Um dos temas muito referido no final da prova em Imola, no fim de semana passado, foi o atraso na ativação do DRS por parte da direção de corrida. Foram necessárias 35 voltas para que o DRS fosse finalmente ativado. Para uns foi a decisão certa, para outros tal motivou uma corrida mais enfadonha até esse ponto.

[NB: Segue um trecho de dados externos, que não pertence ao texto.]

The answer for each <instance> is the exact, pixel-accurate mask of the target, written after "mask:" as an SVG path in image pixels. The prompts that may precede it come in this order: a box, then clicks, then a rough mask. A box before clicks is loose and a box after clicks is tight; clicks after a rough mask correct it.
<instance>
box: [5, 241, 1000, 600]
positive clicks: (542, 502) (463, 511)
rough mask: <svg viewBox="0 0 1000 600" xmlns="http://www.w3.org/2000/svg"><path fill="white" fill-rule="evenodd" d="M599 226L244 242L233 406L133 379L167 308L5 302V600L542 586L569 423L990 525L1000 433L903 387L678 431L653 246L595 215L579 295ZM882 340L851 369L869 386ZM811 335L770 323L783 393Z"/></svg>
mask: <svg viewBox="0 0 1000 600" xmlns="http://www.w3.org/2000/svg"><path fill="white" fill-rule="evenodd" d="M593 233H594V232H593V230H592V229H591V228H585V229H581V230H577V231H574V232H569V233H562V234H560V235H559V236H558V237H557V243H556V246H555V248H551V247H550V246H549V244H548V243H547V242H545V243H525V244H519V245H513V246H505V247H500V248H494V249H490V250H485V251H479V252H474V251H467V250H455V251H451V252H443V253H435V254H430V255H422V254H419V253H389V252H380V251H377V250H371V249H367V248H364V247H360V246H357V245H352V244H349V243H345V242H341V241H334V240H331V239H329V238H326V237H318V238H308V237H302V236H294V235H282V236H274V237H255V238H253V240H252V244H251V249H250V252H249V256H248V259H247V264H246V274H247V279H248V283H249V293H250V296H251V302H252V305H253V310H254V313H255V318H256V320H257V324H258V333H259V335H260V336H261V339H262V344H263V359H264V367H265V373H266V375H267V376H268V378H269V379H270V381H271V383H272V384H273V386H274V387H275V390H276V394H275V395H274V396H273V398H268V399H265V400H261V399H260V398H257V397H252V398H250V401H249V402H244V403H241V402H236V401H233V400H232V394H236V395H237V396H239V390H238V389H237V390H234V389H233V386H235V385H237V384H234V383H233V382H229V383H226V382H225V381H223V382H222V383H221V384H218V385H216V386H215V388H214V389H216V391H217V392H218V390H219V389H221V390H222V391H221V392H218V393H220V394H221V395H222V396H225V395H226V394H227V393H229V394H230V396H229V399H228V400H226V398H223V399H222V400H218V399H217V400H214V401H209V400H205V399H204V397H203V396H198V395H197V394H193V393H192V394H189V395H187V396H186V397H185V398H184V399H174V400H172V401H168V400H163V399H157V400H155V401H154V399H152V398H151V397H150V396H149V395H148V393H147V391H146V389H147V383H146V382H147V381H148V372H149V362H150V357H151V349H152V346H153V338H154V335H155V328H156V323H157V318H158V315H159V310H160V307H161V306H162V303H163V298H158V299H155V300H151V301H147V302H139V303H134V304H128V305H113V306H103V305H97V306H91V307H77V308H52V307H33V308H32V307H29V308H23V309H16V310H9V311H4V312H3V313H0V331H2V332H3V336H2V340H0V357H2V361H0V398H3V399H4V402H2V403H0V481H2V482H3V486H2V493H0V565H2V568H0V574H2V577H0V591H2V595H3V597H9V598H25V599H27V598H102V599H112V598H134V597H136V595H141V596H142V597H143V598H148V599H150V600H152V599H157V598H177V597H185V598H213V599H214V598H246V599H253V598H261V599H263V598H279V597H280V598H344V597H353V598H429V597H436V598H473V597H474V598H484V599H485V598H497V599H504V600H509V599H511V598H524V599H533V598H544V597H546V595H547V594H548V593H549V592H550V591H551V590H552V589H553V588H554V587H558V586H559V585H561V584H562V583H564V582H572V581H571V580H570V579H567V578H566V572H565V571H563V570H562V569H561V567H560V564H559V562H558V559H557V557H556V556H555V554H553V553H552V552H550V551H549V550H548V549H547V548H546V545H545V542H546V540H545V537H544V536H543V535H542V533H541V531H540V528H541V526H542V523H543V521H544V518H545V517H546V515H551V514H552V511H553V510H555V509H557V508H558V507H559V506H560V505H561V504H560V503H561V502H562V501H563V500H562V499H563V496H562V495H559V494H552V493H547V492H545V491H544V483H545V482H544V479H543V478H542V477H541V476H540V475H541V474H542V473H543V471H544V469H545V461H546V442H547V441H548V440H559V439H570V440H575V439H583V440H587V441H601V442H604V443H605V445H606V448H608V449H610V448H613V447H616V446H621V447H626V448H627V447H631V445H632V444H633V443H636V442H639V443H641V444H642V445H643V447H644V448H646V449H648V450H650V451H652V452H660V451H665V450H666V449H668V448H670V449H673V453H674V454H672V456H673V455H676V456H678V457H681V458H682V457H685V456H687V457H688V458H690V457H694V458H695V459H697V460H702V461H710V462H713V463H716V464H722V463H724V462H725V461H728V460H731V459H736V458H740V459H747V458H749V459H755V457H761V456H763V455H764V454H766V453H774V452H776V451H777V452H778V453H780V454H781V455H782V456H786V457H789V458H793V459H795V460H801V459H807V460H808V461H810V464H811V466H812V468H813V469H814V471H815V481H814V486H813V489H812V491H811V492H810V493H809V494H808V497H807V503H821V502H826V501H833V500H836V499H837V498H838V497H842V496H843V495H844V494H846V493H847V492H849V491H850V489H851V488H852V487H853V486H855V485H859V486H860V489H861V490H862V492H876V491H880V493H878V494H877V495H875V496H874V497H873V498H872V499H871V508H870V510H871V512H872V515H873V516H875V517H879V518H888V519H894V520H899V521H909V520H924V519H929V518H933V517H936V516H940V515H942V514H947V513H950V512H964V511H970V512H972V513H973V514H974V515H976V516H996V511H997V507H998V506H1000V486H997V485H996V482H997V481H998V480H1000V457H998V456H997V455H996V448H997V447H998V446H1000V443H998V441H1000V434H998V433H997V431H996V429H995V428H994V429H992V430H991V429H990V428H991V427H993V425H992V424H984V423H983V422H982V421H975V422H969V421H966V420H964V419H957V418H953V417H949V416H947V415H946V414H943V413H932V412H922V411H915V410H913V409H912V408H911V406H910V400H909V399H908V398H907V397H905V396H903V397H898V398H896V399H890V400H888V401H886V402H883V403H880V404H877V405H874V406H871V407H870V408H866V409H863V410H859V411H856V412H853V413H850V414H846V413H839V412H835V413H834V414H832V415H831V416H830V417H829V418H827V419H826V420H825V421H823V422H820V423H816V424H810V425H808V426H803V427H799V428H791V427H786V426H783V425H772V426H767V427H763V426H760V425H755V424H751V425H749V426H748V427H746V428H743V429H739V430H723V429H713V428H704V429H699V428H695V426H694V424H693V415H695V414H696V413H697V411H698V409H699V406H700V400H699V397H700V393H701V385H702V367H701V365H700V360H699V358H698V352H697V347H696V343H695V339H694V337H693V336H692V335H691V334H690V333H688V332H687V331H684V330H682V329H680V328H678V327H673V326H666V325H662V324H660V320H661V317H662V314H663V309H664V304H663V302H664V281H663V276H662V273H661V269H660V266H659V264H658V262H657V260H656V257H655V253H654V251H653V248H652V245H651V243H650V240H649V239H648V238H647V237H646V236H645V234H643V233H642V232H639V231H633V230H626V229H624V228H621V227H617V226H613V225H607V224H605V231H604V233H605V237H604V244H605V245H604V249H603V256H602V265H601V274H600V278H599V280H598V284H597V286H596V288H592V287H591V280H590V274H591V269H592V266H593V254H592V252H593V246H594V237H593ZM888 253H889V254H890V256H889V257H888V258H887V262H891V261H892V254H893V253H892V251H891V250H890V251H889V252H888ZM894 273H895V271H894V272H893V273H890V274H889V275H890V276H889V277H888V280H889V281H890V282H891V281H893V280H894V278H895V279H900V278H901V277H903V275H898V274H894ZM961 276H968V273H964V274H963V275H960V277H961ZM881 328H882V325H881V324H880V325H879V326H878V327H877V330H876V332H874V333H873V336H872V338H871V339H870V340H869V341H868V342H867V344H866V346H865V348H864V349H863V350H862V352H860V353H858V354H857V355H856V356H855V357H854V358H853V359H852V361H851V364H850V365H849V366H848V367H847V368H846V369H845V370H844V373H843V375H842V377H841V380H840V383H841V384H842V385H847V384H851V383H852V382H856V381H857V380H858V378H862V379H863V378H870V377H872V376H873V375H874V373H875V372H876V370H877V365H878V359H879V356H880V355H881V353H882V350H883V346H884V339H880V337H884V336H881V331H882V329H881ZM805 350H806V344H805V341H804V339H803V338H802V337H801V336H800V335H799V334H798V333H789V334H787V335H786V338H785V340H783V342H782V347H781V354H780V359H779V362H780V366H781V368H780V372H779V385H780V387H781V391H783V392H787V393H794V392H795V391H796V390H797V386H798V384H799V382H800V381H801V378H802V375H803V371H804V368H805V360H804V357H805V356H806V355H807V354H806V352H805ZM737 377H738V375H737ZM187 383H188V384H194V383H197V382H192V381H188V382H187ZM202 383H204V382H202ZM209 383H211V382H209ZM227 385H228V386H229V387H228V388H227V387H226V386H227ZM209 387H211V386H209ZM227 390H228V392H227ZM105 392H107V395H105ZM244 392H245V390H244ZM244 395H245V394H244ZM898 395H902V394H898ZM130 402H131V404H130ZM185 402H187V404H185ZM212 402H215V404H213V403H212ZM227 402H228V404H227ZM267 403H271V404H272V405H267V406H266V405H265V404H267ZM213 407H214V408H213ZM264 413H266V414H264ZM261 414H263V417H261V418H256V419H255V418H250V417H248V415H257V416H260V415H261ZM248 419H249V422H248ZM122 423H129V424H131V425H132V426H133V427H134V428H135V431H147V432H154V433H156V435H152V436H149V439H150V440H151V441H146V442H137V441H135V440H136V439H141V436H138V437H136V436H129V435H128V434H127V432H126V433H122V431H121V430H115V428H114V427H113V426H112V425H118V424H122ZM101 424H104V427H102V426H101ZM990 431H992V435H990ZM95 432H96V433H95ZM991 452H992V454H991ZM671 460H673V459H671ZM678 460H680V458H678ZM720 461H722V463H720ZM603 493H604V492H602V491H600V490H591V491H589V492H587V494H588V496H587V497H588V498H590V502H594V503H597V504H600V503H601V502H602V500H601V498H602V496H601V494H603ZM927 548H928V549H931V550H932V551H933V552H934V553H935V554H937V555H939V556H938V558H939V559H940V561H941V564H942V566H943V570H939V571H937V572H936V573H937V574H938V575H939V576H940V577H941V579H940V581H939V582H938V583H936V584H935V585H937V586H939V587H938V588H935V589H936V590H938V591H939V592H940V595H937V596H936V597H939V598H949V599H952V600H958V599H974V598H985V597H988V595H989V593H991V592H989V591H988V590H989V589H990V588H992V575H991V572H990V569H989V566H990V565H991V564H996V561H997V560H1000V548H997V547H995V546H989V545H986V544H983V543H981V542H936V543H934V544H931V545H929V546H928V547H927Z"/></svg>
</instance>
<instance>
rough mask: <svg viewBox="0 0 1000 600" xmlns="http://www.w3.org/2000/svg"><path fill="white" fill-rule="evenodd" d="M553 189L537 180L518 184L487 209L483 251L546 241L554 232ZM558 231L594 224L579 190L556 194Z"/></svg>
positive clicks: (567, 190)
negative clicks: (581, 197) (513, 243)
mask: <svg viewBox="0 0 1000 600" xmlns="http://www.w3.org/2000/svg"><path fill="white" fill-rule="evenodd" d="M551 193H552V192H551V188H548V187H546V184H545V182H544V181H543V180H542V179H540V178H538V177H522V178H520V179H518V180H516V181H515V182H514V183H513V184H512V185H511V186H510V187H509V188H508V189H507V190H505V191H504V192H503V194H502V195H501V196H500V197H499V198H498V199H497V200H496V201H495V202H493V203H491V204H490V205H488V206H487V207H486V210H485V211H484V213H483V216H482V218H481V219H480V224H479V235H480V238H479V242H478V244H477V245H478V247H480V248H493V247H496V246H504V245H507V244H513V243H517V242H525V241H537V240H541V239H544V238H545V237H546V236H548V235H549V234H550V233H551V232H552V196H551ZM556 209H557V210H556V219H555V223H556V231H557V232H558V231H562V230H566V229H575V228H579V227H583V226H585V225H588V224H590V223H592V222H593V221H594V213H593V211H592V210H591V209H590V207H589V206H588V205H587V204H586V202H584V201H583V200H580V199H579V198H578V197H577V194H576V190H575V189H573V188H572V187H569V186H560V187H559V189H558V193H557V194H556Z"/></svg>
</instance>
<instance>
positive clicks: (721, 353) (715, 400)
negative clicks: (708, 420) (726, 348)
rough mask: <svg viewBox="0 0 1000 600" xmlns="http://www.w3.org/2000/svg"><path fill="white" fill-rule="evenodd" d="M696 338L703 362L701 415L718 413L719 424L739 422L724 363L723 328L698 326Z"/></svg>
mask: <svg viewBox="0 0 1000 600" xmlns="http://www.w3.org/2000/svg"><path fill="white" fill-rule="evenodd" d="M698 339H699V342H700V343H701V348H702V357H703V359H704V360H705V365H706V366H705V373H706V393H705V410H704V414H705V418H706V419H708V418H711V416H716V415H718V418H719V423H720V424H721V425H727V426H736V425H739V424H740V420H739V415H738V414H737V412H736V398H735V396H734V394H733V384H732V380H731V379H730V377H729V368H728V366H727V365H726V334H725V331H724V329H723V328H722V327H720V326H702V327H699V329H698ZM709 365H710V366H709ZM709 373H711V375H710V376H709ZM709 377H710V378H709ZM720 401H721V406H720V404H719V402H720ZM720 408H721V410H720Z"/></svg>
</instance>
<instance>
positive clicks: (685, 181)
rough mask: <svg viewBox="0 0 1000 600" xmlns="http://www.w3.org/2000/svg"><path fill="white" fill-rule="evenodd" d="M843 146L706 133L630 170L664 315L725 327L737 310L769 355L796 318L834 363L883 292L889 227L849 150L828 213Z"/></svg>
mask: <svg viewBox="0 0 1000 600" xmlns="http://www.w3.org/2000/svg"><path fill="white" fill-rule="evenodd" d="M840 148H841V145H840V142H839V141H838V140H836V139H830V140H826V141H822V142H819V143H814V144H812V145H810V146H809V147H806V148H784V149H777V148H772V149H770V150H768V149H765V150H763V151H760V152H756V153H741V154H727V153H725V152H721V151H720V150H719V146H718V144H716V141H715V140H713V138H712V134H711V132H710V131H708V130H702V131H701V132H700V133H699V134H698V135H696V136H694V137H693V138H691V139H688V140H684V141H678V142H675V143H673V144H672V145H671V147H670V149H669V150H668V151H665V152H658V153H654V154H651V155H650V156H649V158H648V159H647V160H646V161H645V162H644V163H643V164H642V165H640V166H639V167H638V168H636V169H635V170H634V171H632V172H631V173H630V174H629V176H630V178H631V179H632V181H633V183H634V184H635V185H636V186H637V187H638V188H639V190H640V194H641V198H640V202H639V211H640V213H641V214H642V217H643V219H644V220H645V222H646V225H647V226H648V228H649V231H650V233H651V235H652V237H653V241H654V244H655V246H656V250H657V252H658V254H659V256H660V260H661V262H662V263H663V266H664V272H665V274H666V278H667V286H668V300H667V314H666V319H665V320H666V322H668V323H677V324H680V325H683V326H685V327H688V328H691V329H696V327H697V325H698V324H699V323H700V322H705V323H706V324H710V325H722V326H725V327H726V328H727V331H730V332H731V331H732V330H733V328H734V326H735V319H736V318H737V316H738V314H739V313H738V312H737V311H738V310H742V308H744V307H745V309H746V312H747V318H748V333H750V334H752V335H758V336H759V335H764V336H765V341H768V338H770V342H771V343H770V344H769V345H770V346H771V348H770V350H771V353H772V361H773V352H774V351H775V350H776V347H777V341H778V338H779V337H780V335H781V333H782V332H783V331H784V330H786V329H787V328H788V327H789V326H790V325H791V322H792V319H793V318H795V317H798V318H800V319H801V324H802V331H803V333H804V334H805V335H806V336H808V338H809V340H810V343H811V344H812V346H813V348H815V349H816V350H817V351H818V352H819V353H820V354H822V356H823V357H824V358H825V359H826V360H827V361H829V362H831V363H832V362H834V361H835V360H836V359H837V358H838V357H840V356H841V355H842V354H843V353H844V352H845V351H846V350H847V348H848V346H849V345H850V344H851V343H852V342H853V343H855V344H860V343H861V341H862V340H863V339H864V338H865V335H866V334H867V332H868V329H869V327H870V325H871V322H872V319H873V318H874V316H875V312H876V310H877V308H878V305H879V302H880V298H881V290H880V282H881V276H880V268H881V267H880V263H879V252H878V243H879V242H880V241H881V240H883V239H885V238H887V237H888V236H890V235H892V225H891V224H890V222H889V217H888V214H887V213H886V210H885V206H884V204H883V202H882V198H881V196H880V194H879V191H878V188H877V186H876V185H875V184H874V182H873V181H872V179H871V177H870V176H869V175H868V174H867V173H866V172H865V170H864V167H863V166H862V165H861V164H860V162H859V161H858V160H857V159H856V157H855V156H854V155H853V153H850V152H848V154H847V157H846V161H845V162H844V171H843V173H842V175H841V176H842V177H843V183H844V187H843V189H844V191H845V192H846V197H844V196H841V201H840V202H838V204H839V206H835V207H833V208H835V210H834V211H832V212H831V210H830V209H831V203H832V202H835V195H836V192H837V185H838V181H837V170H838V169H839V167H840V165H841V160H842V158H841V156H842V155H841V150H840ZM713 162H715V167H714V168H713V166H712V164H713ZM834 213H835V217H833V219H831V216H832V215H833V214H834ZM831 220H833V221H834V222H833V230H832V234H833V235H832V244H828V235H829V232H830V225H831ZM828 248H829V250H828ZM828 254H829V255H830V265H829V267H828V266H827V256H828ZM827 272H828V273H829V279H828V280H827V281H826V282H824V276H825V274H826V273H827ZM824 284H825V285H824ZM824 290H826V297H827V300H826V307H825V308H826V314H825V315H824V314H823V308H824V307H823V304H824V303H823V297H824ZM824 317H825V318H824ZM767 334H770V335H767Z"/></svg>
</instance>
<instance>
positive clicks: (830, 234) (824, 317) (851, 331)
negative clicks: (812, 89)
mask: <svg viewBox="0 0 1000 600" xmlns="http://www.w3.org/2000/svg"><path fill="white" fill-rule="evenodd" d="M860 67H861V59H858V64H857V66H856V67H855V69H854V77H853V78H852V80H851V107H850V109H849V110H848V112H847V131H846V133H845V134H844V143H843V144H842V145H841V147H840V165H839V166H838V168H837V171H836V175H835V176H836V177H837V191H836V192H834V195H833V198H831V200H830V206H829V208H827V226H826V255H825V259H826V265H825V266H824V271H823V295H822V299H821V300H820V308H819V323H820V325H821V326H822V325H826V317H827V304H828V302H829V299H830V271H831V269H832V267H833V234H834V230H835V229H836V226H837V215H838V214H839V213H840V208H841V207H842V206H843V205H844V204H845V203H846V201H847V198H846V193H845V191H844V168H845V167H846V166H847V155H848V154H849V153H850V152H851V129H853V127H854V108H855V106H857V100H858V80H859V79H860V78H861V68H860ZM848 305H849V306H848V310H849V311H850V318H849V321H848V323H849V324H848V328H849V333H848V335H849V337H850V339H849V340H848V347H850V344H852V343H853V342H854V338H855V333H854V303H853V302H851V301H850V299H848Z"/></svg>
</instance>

O DRS foi criado para promover mais ultrapassagens. Numa altura em que os carros já eram difíceis de seguir, o DRS surgiu como uma solução de recurso que se foi mantendo, cujo objetivo era promover uma aproximação mais fácil aos pilotos que perseguidores, para assim promover mais lutas em pista. No entanto, o DRS tem dado resultados mistos. Em algumas corridas vemos que o DRS serve o propósito para o qual foi criado, levando a uma aproximação mais facilitada e promovendo lutas interessantes. Mas não poucas vezes vimos o DRS a facilitar em demasia as manobras, com ultrapassagens sem história. Os carros desta geração foram criados para minimizar essa necessidade, mas parece claro que o DRS está para ficar. Na pequena amostra de corrida com piso seco (ou quase seco) em Imola, as perseguições são mais fáceis e que estes novos carros podem andar mais tempo na traseira dos adversários sem sentirem em demasia os efeitos da falta de apoio aerodinâmico. No entanto, as ultrapassagens foram escassas e numa F1 que exige muitas ultrapassagens para fazer render o espetáculo, notou-se a falta do DRS.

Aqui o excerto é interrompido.